As Ivan López Munuera underlined, “the images that  Úrculo creates in his Essay on Decline do not recall specific places, but rather invokes sensations; they do not spawn a desire to return to earlier times, but instead recall them. Through his works,he establishes a platform from which one can conceive and mold the futures for which we wish, even invent new and exciting pasts.

 

Reconstructions

 

This work studies the position/role of the observer and how by nature we need to understand the world and all that surround us, by direct explanations or in case of lack of this information the use of interpretations to create maps of intellection.

 

The video is the last piece of the project ‘Reconstructions’, where a series of images in sets of 2 (dyptic) play an open dialogue with the spectator, where the left image is always shown as an autopsy organized by numbers, working as a path of reading by linking numbers and details to create an understanding, a possible meaning, but on the right side, a notation/drawing/document explains the image as a placard, opening a new possibility of reading. Fiction and reality are placed as a balance which need to be reviewed endlessly.

 

Here a collection of actions are placed one after the other, without direct explanations, just as visual landscapes, open to be translated by the viewer, as the Rorschach test which uses interpretation of ambiguous designs to assess an individual’s personality and well as the psychoanalytic concept of object relations.

 

This work uses two clear references, anthropology and criminology, and how this fields work inventing the void parts or fragments of a timeline as future/past elements, placing the action in a transitional state of time and meaning.

 

Luis Úrculo

Lives and works between Madrid and Mexico City

His practice takes anthropology, archeology and criminology as a main references of phenomenology to create lines of investigation based on reconstructions, timelines, interpretations, uncertain materialities, imprecise descriptions, or ambiguities.

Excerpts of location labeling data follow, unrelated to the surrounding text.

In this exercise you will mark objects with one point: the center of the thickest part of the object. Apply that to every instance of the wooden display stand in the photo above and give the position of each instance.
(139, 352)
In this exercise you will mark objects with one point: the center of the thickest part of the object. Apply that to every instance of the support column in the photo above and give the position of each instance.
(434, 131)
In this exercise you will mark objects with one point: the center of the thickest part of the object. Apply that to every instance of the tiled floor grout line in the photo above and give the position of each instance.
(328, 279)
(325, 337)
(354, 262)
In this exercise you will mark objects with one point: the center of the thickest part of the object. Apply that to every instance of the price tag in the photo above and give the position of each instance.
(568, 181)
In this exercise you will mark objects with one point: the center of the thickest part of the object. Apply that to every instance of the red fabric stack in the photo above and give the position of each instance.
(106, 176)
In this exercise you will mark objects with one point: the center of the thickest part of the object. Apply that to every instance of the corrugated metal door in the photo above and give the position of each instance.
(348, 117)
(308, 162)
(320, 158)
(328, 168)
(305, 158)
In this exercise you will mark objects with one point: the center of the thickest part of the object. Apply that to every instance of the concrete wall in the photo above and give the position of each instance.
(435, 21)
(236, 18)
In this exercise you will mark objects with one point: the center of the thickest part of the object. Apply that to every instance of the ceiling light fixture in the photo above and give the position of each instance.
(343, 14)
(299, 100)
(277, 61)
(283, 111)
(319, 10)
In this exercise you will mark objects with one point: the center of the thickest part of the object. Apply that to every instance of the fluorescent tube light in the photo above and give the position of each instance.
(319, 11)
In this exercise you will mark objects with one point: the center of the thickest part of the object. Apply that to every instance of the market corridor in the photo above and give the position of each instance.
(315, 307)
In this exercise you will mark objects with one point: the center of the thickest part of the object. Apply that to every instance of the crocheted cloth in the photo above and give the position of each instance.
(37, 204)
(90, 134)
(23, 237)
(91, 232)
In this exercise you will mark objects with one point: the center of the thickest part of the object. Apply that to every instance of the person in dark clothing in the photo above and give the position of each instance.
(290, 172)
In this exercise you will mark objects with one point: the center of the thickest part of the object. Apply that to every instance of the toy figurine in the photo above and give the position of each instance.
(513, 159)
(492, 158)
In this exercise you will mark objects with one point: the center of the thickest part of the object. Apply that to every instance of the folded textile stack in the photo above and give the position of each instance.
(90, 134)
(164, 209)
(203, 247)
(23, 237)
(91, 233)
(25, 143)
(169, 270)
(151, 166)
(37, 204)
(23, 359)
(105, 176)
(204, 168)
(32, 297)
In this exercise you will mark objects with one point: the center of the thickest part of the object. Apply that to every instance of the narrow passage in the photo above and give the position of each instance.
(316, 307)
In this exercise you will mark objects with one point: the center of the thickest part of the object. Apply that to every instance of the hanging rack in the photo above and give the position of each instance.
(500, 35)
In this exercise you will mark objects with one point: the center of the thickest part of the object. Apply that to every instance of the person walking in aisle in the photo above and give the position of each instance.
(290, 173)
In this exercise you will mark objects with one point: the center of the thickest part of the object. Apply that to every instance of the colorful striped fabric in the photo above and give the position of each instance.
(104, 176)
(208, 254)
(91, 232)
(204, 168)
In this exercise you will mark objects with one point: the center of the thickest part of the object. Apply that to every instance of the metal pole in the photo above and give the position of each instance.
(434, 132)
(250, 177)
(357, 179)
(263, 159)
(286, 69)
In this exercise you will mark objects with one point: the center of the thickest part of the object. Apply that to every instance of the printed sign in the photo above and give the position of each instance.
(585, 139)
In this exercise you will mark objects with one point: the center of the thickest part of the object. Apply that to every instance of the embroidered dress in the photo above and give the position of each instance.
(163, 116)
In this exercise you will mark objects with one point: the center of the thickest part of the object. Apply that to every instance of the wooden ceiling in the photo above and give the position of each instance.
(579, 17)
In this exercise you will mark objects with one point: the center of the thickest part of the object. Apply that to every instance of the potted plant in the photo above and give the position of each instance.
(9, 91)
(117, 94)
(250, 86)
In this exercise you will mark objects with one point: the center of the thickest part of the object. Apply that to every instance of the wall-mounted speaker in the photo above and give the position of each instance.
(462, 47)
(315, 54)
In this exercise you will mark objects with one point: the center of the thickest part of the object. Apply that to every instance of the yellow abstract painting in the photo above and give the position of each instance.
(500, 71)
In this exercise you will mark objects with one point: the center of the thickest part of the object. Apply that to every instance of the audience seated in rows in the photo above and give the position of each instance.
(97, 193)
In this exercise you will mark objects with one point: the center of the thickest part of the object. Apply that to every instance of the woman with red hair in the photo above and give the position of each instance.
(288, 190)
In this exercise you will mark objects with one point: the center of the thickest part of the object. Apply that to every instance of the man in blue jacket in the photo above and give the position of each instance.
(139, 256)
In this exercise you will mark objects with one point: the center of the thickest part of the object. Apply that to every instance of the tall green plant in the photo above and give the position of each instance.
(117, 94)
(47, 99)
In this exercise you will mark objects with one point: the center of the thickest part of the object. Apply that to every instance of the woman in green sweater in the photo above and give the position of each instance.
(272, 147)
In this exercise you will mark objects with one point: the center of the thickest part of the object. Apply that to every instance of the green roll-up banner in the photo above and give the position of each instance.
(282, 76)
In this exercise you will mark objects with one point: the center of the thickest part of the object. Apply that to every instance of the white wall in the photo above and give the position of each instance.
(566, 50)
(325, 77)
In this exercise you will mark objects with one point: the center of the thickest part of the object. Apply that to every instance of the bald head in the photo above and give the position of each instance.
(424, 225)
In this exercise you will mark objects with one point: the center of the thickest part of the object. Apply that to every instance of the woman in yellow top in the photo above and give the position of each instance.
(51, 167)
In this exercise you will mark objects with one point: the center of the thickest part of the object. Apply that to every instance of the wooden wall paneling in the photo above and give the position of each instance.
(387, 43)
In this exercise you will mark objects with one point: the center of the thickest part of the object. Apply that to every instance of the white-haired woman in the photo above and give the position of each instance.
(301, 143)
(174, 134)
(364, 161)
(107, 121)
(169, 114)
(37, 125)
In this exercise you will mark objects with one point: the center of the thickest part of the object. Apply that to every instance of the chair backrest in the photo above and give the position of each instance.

Fiction, and representation of diverse domestic geographies have been the language and scenarios used to create diverse video works, using amateur choreographies with objects to represent this ideas.

His latest investigations are based on the idea of ‘karaoke’,
(or working with absence of information), to create new bodies of work within those missing parts, images or explanations. Perform a line of complicity with the viewer, who builds interpretations or reconstructions out of this pieces, as tourists, archeologist, or simple karaoke singers in a bar.

Urculo is also interested on a redefinition of the possible tools, procedures and formats within architecture. Mainly is an investigation focused on the representation and the narrative of the ‘invisible’ that defines the space. A work not so directly related with the gravity and weight, a value which has been a main unit to measure construction and its media impact on the last decades.